Pour Charles saint Prot, directeur de l’observatoire d’études politiques de Paris, «le développement des médias n’a pas abouti, comme attendu, à croître le niveau de connaissance de la culture de l’autre, mais il a donné lieu, bien au contraire, à moins d’échange et de communication».«Il convient de dire à cet égard que l’Occident n’a pas réalisé de progrès dans son approche de la civilisation islamique, réduite au Burka et aux Taliban», a-t-il dit, notant que «lorsqu’il s’agit de questions relatives au monde islamique, le principe d’équilibre dans le traitement de l’information se trouve souvent handicapé».Le chercheur, qui s’exprimait lors de la première séance plénière sur «Mondialisation et dialogue des cultures : le rôle des médias dans les relations internationales contemporaines», a tenu à souligner que le succès de tout projet de l’alliance des civilisations passe inéluctablement par le dépassement du traitement unilatéral de l’information par les médias occidentaux.De son côté, l’ambassadeur du Maroc au Liban, Ali Oumlil, a relevé que le danger des technologies de l’information et de la communication réside dans la production d’une marchandise symbolique, qui a une influence directe sur les croyances et la morale.

Il s’agit, selon lui, d’une grande problématique, dans la mesure où «au moment où le monde devient de plus en plus lié, on assiste à une grande rupture induite par les fossés économiques, sociaux et de connaissance entre des mondes différents».

Et d’ajouter que les médias à large diffusion ont réussi à attirer de larges publics, en s’adressant à des couches sociétales d’un niveau d’instruction assez bas et supposées être facilement influençables.

Pour sa part, le penseur algérien, Mustapha Chérif a souligné que les institutions médiatiques occidentales à large diffusion ne donnent «la parole qu’aux voix protestataires et radicales en les présentant comme le porte-parole du monde islamique, tout en faisant fi des positions rationnelles et judicieuses dans le traitement des questions de cette partie du monde et sa relation avec l’autre».

«En l’absence de démocratie, tout échange entre civilisations ne sortira pas du champ du ‘dialogue des sourds», a relevé M. Chérif, faisant remarquer, à ce propos, que la responsabilité de corriger l’image négative de l’Islam incombe aussi aux Musulmans, qui se doivent de dépasser les conflits traditionnels et recourir à l’auto-critique.

La journaliste espagnole, Lola Banon a mis, quant à elle, l’accent sur le caractère idéologique du métier de professionnel de médias, «qui relate les évènements, certes, mais contribue aussi à la construction d’approches et de représentations, en cherchant à trop simplifier l’information et favoriser tel ou tel angle».

Relevant que les médias occidentaux s’intéressent davantage aux positions radicales, la reporter espagnole, qui a assuré la couverture de plusieurs évènements au Proche-Orient, a noté que «les différents acteurs du monde islamique qui défendent la démocratie et l’ouverture envers l’autre ne suscitent aucunement l’intérêt de ces mêmes médias».

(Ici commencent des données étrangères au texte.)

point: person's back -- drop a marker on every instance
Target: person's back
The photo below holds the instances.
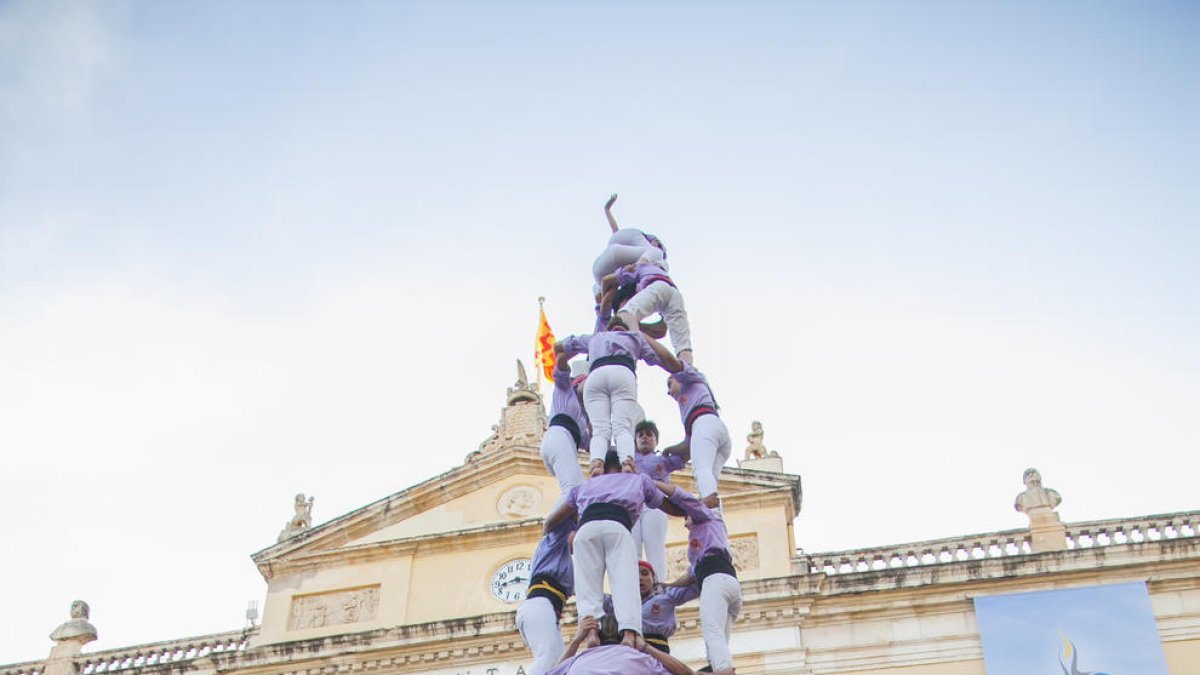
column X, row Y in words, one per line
column 610, row 659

Les médias se trouvent aujourd’hui responsables de la propagation des idées reçues et des représentations négatives de l’Islam dans de larges milieux de l’opinion public occidentale, a-t-elle dit.

Les travaux de ce forum, qui se tient cette année sous le thème «Médias et communication : enjeux et défis du troisième millénaire», se poursuivent avec la participation de professionnels de l’information, de représentants d’une soixantaine de chaînes de télévisions, de hauts responsables, des décideurs politiques, d’universitaires, de militants de la société civile, d’académiciens et de sociologues de plus de 80 pays.

«Le quatrième pouvoir : les relations ambiguës entre médias et politique», «Médias arabes et médias occidentaux : interactions et perceptions croisées» et «Les médias au Maroc : réalités et perspectives» sont les principaux axes de ce forum, initié par le Centre marocain interdisciplinaire des études stratégiques et internationales (CMIESI).